When you allocate memory, even in a big block, you have no guarantee to get contiguous "physical space" as opposed to sparse, fragmented page allocations. For this reason, iterating through your list would cause reads across large spans of memory just to get the control structures (which then point to the data).

"But my cache lines are 64 bytes long!" you say. If this is true, you might think, "this will mean that the object is loaded into cache along with the control structure," but that is not necessarily true. That depends on many things such as data alignment, cache line size, associativity of the cache, and the actual memory bandwidth you use.

The problem you run into is the fact that first the control structure needs to be fetched to figure out where the data is, when instead, that could be residing already in cache, so part of your data (the control structure) could at least be practically guaranteed to be in cache if you allocate them all together instead of with make_shared.

If you want to make your data cache-friendly, you want to make sure that all the references to it fit inside the highest-level cache possible. Continuing to use it will help to make sure it stays in cache. The cache algorithms are sophisticated enough to handle fetching your data unless your code is very branch-heavy. This is the other part of making your data "cache friendly:" use as few branches as possible when working on it.

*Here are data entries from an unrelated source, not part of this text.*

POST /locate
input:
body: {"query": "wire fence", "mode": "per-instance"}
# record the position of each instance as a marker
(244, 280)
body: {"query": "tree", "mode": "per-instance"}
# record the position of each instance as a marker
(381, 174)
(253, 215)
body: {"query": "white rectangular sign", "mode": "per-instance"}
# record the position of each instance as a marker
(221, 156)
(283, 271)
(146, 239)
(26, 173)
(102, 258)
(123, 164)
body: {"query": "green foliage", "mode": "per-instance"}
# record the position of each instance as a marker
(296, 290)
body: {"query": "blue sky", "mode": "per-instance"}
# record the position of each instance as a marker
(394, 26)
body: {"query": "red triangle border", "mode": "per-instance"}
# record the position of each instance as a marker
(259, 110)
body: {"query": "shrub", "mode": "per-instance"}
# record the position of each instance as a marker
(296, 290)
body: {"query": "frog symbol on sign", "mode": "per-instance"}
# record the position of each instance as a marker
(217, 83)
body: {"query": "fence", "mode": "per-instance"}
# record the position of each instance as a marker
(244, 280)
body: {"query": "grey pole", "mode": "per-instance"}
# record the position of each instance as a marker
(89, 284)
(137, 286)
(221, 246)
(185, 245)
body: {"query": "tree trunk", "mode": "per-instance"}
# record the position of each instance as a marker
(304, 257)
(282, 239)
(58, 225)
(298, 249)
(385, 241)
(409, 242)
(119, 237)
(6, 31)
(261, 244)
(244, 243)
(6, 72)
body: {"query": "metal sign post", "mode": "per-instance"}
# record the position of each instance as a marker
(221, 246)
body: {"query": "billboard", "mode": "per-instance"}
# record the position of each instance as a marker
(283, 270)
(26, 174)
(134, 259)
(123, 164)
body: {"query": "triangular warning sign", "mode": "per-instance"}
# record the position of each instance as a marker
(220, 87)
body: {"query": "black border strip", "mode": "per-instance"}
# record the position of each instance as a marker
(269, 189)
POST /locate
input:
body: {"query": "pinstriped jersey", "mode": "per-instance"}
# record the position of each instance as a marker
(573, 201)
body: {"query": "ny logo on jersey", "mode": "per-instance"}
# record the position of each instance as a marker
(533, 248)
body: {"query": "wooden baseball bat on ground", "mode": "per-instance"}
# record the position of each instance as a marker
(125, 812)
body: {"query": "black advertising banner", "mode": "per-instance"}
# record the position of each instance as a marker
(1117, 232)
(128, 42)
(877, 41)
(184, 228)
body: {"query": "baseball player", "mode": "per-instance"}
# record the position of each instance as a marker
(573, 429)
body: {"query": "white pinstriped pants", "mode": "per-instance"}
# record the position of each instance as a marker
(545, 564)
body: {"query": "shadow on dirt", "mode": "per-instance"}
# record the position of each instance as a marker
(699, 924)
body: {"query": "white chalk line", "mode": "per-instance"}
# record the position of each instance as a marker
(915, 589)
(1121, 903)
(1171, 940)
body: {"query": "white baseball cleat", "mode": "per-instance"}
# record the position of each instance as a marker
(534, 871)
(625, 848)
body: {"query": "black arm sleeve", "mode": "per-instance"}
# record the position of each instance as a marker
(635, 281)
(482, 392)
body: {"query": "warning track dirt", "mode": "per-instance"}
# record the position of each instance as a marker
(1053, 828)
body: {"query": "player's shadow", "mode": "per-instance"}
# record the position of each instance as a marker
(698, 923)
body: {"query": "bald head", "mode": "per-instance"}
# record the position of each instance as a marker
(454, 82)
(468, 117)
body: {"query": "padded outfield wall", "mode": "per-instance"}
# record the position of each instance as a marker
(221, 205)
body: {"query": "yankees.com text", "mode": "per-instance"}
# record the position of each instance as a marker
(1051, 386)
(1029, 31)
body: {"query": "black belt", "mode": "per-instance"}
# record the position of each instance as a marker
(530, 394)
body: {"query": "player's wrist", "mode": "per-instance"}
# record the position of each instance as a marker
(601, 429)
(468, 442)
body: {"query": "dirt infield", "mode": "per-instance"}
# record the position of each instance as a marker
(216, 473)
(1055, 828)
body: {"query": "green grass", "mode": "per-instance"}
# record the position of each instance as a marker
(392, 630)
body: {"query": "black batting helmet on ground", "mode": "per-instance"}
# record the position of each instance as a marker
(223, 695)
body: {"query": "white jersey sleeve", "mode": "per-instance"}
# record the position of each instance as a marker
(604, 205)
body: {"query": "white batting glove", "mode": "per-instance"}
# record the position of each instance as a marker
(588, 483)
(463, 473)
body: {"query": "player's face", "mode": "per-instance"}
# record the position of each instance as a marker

Also, when working on it, try to break it up into pieces that fit in cache. Only operate on 32k of it at a time if possible - that is a conservative number on modern processors. If you know exactly which CPU you will be running your code on, you can optimize it less conservatively, if you need to.

EDIT: I forgot to mention a pertinent detail. The most frequent allocated page size is 4k. Caches are often "associative," especially in lower-end processors. 2-way associative means that each location in memory can only be mapped to every other cache entry; 4-way associative means it can be fit into any of 4 possible mappings, 8-way means any of 8 possible mappings etc. The higher the associativity the better for you. The fastest cache (L1) on a processor tends to be the least associative since it requires less control logic; having contiguous blocks of data to reference (such as contiguous control structures) is a good thing. Fully associative cache is desirable.